At our consultations across India, imagination met action through envisioning what people-centred alternatives could look like in practise 

The goal was simple but radical: to co-create social media systems that centre lived experience rather than profit or scale. 

From these conversations emerged prototypes that transform abstract demands into tangible solutions: 

  • Care-centred onboarding systems, guiding users through safety, consent, customisation and community norms rather than plunging them into opaque interfaces. 
  • Value-based data practices, allowing people to decide what they share, with whom, and how it is used—making consent meaningful rather than compulsory. 
  • Prototypes that centred safety by design, grounded in personal choice and collective accountability instead of opaque automated enforcement. 
  • Imaginative interaction tools, encouraging playful, creative engagement with terms  and conditions while giving users control over visibility, reach, and exposure. 

For example, instead of being pushed through default onboarding, users can actively shape their experience — choosing their cultural context, engaging with terms and conditions in accessible formats, and reviewing each category of data before deciding what to share or withhold. Control is built into the very first interaction, rather than hidden deep within the platform. 

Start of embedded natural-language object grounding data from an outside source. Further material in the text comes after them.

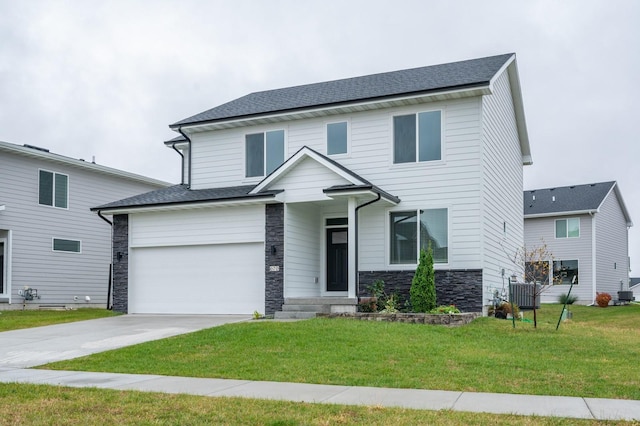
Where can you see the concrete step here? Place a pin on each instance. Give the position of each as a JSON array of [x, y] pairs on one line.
[[306, 308], [294, 315], [320, 301]]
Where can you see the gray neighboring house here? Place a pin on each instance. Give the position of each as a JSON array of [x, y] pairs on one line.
[[634, 286], [50, 241], [299, 198], [585, 228]]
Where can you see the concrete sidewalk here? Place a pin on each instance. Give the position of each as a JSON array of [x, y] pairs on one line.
[[555, 406]]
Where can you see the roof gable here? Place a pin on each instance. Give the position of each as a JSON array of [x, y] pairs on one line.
[[574, 199], [456, 75]]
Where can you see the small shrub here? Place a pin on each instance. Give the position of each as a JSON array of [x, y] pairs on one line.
[[445, 309], [569, 300], [390, 305], [603, 299], [423, 285]]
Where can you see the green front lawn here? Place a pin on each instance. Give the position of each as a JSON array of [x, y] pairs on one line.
[[15, 320], [51, 405], [591, 356]]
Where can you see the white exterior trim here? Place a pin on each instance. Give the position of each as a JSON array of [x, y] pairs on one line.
[[303, 153]]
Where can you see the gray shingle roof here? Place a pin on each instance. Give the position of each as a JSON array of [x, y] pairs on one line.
[[464, 74], [181, 194], [566, 199]]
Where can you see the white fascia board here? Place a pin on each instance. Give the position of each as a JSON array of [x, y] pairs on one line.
[[189, 206], [336, 109], [571, 213], [298, 157]]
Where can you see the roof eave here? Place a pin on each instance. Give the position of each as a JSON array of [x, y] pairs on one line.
[[476, 89], [184, 205]]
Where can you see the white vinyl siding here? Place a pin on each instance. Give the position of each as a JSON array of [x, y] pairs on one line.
[[541, 231], [502, 185], [302, 250], [612, 247], [239, 224], [58, 276]]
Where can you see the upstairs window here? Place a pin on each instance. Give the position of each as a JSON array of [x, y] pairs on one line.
[[568, 228], [53, 189], [417, 137], [264, 152], [337, 138], [414, 230]]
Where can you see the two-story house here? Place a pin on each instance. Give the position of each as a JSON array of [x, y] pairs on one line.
[[308, 194], [50, 241], [585, 229]]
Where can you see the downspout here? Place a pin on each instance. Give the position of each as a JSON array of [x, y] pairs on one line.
[[110, 284], [189, 172], [357, 281], [182, 162]]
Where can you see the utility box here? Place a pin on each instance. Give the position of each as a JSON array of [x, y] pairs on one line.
[[522, 295]]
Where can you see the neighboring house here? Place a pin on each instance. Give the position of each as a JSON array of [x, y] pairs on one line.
[[308, 194], [50, 241], [634, 286], [585, 229]]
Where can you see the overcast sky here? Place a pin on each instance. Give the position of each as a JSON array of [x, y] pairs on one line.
[[105, 79]]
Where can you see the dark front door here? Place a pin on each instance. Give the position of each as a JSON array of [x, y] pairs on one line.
[[337, 259]]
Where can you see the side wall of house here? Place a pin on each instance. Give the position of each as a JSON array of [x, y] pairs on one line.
[[502, 184], [541, 231], [612, 248], [58, 276]]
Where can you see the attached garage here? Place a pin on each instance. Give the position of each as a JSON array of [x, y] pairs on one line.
[[203, 279], [200, 261]]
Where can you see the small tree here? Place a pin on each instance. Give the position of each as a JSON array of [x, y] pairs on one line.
[[535, 266], [423, 284]]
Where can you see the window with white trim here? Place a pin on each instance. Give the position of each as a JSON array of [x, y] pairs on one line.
[[568, 228], [417, 137], [71, 246], [264, 152], [53, 189], [565, 272], [413, 230], [337, 138]]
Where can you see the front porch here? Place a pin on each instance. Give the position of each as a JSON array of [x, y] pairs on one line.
[[309, 307]]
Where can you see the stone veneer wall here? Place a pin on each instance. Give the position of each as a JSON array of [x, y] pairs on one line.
[[274, 237], [462, 288], [121, 266]]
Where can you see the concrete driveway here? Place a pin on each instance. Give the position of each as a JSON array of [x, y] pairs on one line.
[[40, 345]]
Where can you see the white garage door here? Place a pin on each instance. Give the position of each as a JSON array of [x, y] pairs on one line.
[[204, 279]]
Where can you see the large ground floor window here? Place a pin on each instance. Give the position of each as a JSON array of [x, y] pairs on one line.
[[413, 230]]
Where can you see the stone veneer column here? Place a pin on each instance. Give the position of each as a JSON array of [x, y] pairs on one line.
[[121, 263], [274, 258]]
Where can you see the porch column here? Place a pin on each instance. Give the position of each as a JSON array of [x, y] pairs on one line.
[[351, 240]]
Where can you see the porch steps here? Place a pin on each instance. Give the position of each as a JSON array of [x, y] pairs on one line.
[[308, 307]]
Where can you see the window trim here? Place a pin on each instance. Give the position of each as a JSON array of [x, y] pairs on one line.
[[566, 220], [53, 245], [53, 194], [264, 155], [326, 137], [417, 141], [553, 264], [417, 211]]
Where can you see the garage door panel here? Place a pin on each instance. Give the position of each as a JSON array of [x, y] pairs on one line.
[[210, 279]]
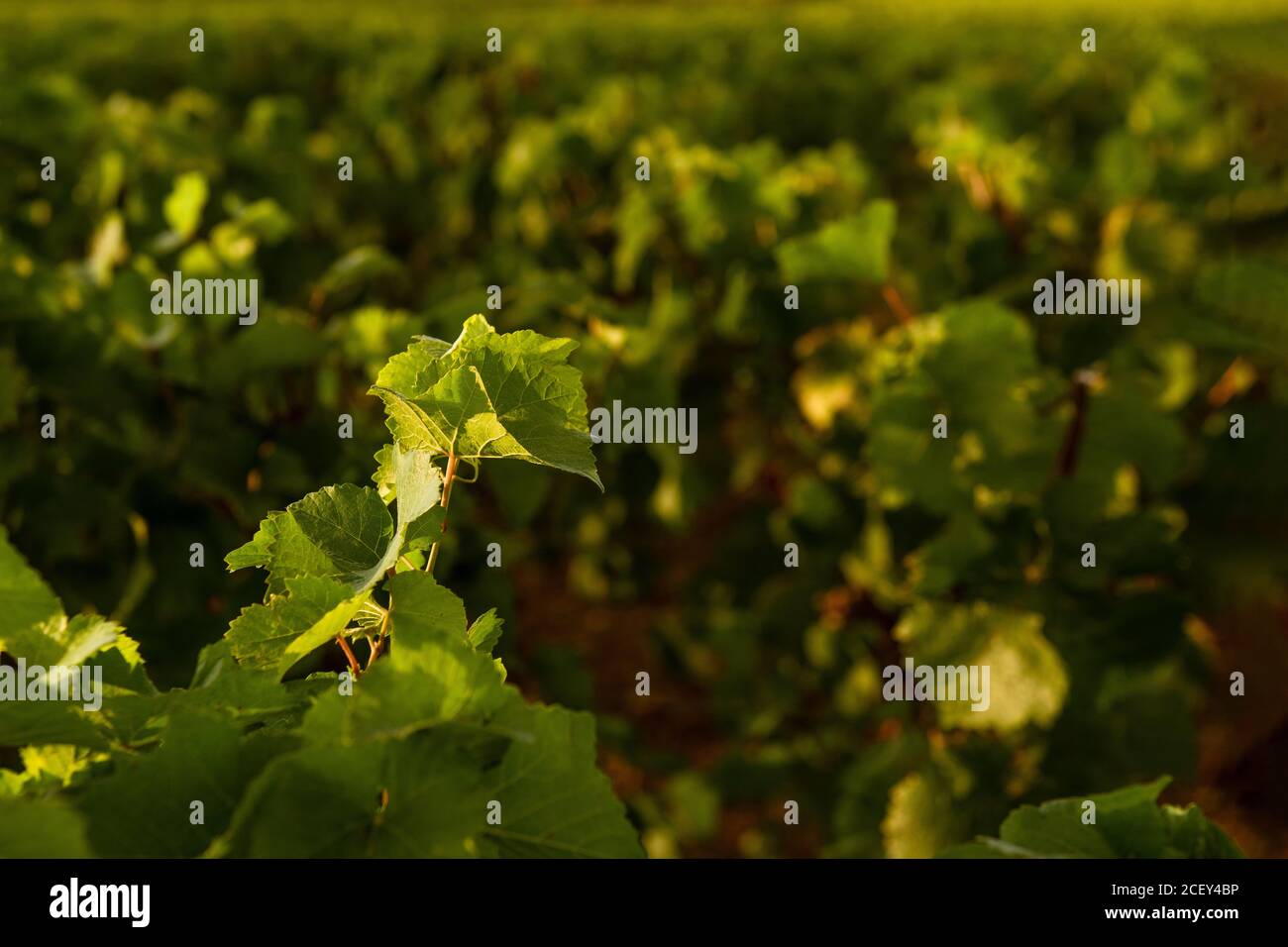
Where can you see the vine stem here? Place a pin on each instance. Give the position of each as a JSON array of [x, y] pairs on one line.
[[449, 479]]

These prototypes demonstrate that platforms can be spaces of plurality, people-centred, and liberatory. Built from a non-Western, queer, feminist, and intergenerational lens, they challenge who sets defaults, whose needs are prioritised, and what values underpin digital spaces. The futures we inherit are not inevitable: the extractive, opaque, and harmful defaults of social media were intentionally chosen — and so too can alternatives be. Through imagination, co-creation, and lived experience, we can build platforms that serve people, not profits; communities, not algorithms. In reclaiming social media, we reclaim possibilities, voice, and agency. 

Author Bio

Vaishali Soni is a multidisciplinary creative who blends storytelling, design, and art to explore themes of identity, human rights, and technology. With roots in journalism, she likes to don many hats - that of a writer, an illustrator, workshop facilitator, art-maker, and others. At Point of View, she works as a Design Specialist, managing their visual universe.